Spiraling prices for everything from gas to groceries and fears of a looming recession could further trouble the industry.
The global games and services market is forecast to shrink 1.2% year-on-year to $188 billion in 2022, the first annual decline in more than a decade, according to data from Ampere Analysis.
“The squeeze on the cost of living means additional pressure on household budgets,” Piers Harding-Rolls, director of research at Ampere, told CNBC.
“The impact is likely to be felt on high-end ticket items that could include console hardware, although limited availability and limited demand specifically for higher-end consoles means the impact will be minimal for now.
Harding-Rolls added: “There could also be some additional pressure on high spending in the game as players adjust their discretionary spending.”

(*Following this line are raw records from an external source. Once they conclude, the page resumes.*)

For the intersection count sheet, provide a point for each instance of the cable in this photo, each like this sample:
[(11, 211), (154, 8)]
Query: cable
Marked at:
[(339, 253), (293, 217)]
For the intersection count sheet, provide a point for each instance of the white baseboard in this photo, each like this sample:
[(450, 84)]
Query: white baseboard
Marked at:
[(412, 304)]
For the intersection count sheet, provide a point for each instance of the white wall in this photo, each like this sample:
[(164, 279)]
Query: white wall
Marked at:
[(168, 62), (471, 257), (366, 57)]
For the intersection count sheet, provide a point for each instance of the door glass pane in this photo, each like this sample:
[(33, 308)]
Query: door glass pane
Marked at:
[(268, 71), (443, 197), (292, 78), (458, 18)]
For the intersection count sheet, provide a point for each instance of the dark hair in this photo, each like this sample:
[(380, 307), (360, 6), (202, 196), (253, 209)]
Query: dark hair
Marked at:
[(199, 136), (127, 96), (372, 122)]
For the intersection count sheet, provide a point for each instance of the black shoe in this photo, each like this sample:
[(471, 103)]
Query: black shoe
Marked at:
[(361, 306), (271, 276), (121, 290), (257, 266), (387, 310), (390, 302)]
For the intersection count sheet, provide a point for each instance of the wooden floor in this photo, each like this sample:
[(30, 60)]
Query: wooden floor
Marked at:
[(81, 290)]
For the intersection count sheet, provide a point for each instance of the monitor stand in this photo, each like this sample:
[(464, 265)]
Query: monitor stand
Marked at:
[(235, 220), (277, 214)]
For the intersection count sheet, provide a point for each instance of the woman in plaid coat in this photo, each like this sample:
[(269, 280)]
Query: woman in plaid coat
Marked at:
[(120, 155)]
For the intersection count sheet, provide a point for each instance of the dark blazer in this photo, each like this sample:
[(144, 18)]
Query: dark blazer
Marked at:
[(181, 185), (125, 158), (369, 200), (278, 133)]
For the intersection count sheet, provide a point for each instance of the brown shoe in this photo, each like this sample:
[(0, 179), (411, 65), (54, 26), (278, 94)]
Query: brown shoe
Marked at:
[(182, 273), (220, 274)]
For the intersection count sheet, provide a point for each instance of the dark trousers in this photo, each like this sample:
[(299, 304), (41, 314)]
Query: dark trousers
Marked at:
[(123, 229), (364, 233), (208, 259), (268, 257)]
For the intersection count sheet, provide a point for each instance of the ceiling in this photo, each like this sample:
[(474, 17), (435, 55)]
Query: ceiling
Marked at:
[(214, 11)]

Some companies are betting that a push toward subscription products will help offset the effects of declining game sales.
According to Microsoft, the growth of the company’s Xbox Game Pass subscription program helped soften the blow of softer demand for consoles and games. Although Microsoft did not provide an updated subscriber count for the service, it had over 25 million total subscribers as of January.
Sony recently revamped its PS Plus subscription service and hopes the move will help combat the recent lack of gaming activity. PS Plus subscribers totaled 47.3 million, according to Sony’s quarterly report, down slightly from the previous quarter.